The safety and scientific validity of this study is the responsibility of the study sponsor and investigators. Listing a study does not mean it has been evaluated by the U.S. Federal Government. Know the risks and potential benefits of clinical studies and talk to your health care provider before participating. Read our disclaimer for details. Identifier: NCT02410733
Recruitment Status : Recruiting
First Posted : April 8, 2015
Last Update Posted : July 17, 2018
Information provided by (Responsible Party):
Biontech RNA Pharmaceuticals GmbH

Brief Summary:
The purpose of this study is to determine the safety and tolerability of intravenous administration of a tetravalent RNA-lipoplex cancer vaccine targeting four tumor-associated antigens in patients with advanced melanoma.

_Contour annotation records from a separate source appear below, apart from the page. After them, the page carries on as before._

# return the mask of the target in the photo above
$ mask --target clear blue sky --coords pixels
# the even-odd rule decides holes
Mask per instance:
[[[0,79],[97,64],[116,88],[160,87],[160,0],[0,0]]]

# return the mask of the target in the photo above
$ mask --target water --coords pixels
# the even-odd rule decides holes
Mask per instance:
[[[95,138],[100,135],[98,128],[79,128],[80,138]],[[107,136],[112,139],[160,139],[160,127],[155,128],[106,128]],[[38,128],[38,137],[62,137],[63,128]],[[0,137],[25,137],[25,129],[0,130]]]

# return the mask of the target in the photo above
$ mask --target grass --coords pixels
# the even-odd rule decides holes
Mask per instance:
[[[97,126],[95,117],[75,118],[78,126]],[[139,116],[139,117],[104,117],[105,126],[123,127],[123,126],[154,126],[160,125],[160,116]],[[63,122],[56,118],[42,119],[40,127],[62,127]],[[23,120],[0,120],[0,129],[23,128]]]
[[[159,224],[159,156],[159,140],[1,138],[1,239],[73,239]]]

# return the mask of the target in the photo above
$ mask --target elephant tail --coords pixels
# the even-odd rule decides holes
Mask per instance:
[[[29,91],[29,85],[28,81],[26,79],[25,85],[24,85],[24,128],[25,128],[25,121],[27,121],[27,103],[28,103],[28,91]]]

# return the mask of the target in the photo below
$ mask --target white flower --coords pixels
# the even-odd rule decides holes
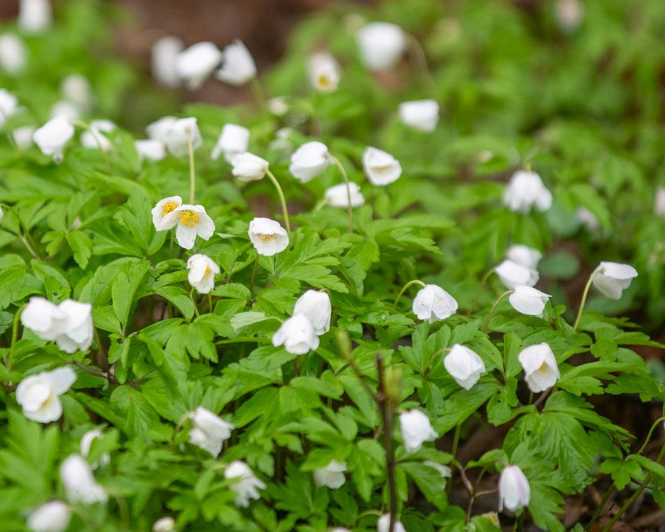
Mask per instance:
[[[150,71],[153,78],[162,87],[176,88],[181,80],[176,68],[176,60],[185,45],[178,37],[167,35],[153,44],[150,50]]]
[[[514,212],[528,213],[534,206],[542,212],[552,206],[552,192],[535,172],[518,170],[508,181],[503,203]]]
[[[330,314],[332,313],[330,296],[326,292],[308,290],[298,298],[293,307],[293,315],[304,314],[314,329],[314,334],[321,336],[330,330]]]
[[[249,130],[237,124],[225,124],[210,158],[216,161],[223,153],[227,162],[231,162],[236,155],[247,151],[248,144]]]
[[[430,133],[439,123],[439,104],[433,99],[404,102],[400,104],[399,114],[405,125]]]
[[[288,246],[288,234],[274,220],[255,218],[249,223],[249,239],[259,255],[271,257]]]
[[[349,183],[349,188],[351,190],[351,206],[359,207],[365,204],[365,198],[360,192],[360,188],[356,183]],[[326,190],[326,200],[328,205],[342,209],[349,208],[349,190],[346,190],[346,183],[342,183],[335,185]]]
[[[400,426],[402,428],[402,439],[408,452],[414,452],[421,448],[424,442],[431,442],[439,437],[429,418],[420,410],[407,410],[400,414]]]
[[[282,344],[292,355],[304,355],[318,348],[318,337],[304,314],[289,318],[272,335],[272,345],[277,347]]]
[[[485,364],[478,354],[466,346],[455,344],[450,349],[443,365],[453,379],[465,390],[470,390],[480,375],[485,372]]]
[[[209,293],[215,288],[215,276],[219,273],[219,265],[210,257],[201,253],[192,255],[187,260],[187,280],[199,293]]]
[[[62,500],[51,500],[28,514],[28,528],[33,532],[64,532],[71,519],[67,505]]]
[[[309,82],[321,92],[330,92],[340,85],[340,64],[330,52],[317,52],[309,57]]]
[[[363,154],[363,169],[370,182],[377,186],[396,181],[402,174],[399,161],[383,150],[371,146]]]
[[[551,297],[549,294],[531,286],[518,285],[508,296],[508,301],[518,312],[542,318],[545,304]]]
[[[84,148],[108,151],[113,144],[104,134],[115,129],[115,125],[111,120],[92,120],[89,128],[80,136],[80,144]]]
[[[45,155],[52,155],[53,160],[62,160],[64,146],[74,136],[74,127],[64,116],[51,118],[35,131],[32,140]]]
[[[522,266],[512,260],[504,260],[494,268],[494,272],[510,290],[514,290],[519,285],[533,286],[538,282],[540,276],[535,270]]]
[[[379,518],[379,521],[377,522],[377,532],[407,532],[406,528],[404,528],[404,525],[397,519],[395,520],[393,529],[391,531],[388,530],[389,528],[390,514],[384,514]]]
[[[227,479],[237,479],[231,484],[231,490],[235,493],[236,506],[247,507],[250,499],[260,498],[259,489],[265,489],[265,484],[259,480],[252,472],[251,469],[244,462],[236,460],[231,462],[224,471]]]
[[[209,41],[197,43],[176,56],[176,72],[195,90],[200,88],[222,60],[222,52]]]
[[[522,349],[517,359],[524,370],[528,389],[534,393],[552,388],[561,377],[554,354],[547,342]]]
[[[220,81],[240,87],[256,77],[254,58],[241,41],[224,48],[224,62],[215,76]]]
[[[94,482],[88,462],[78,454],[65,458],[60,466],[60,478],[71,503],[94,504],[106,503],[108,499],[104,488]]]
[[[360,58],[372,70],[389,69],[406,49],[407,40],[399,26],[390,22],[370,22],[356,34]]]
[[[505,507],[511,512],[526,506],[531,491],[528,481],[519,465],[508,465],[499,477],[499,512]]]
[[[298,148],[291,155],[289,171],[294,177],[307,183],[314,179],[332,159],[328,153],[328,146],[321,142],[307,142]]]
[[[27,34],[38,34],[48,29],[53,22],[50,0],[20,0],[18,25]]]
[[[27,377],[16,387],[16,402],[23,415],[38,423],[55,421],[62,415],[59,396],[65,393],[76,380],[76,374],[67,366]]]
[[[314,484],[317,486],[326,486],[330,489],[341,488],[344,483],[346,482],[346,477],[344,476],[344,471],[346,470],[346,462],[331,460],[330,463],[325,468],[314,470]]]
[[[20,74],[27,62],[24,42],[13,34],[0,36],[0,68],[10,76]]]
[[[594,285],[604,295],[612,299],[620,299],[622,293],[631,285],[631,281],[637,276],[637,270],[628,264],[601,262],[594,270],[597,275]]]
[[[428,284],[419,290],[413,300],[413,313],[430,323],[444,320],[457,311],[457,302],[440,286]]]
[[[268,169],[268,162],[253,153],[240,153],[231,161],[231,173],[241,181],[258,181],[262,179]]]
[[[189,431],[190,443],[217,458],[222,451],[222,443],[231,438],[231,431],[235,427],[203,407],[197,407],[189,417],[194,426]]]

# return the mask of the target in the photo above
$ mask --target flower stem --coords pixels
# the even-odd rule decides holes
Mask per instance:
[[[274,176],[273,173],[270,170],[265,171],[266,175],[268,176],[268,178],[272,181],[272,184],[274,185],[275,188],[277,190],[277,194],[279,196],[279,202],[281,204],[281,212],[284,216],[284,225],[286,226],[286,234],[288,235],[288,237],[291,237],[291,226],[288,223],[288,211],[286,210],[286,200],[284,197],[284,192],[281,190],[281,187],[279,186],[279,182],[277,181],[277,178]]]

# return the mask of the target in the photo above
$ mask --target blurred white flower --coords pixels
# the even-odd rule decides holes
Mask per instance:
[[[552,388],[561,377],[556,358],[547,342],[522,349],[517,359],[524,370],[528,389],[534,393]]]
[[[478,354],[459,344],[455,344],[450,349],[443,359],[443,365],[465,390],[470,390],[485,372],[485,364]]]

Condition or disease Intervention/treatment Phase
Melanoma Biological: Lipo-MERIT Phase 1

Detailed Description:
  • The Lipo-MERIT vaccine consists of the four naked ribonucleic acid (RNA)-drug products (DPs) RBL001.1, RBL002.2, RBL003.1, and RBL004.1 that are optimised to induce antigen-specific CD8+ and CD4+ T cell responses against four selected malignant melanoma-associated antigens respectively.
  • In this study, naked RNA DPs will be formulated with liposomes to form RNA-lipoplexes (RNA(LIP)) that (i) protect RNA from degradation in the serum, (ii) enable in vivo targeting of systemic antigen-presenting cells (APC), and therefore (iii) constitute a novel vaccine formulation that supports intravenous administration.
  • The Lipo-MERIT vaccine is expected to lead to several effects contributing to its immunological (therapeutic) effect. First, the RNA-lipoplexes home to APCs in lymphoid organs after intravenous injection, where they are rapidly taken up by professional APCs. Incorporated RNA is translocated to the cytoplasm leading to its translation by the host ribosome complex into four Antigen encoding proteins which are processed and presented on both HLA-class I as well as HLA-class II molecules. Consecutively, antigen-specific CD8+ and CD4+ T cell responses will be triggered by HLA-peptide complexes on the surface of antigen-presenting cells.
  • In addition, the Lipo-MERIT vaccine is expected to transiently activate APCs (change of surface marker expression and cytokine secretion) via signalling of TLRs, subsequently leading to the transient induction of inflammatory cytokines (such as IFN-α and IP-10) supporting the induction of tumour-antigen specific T cell responses.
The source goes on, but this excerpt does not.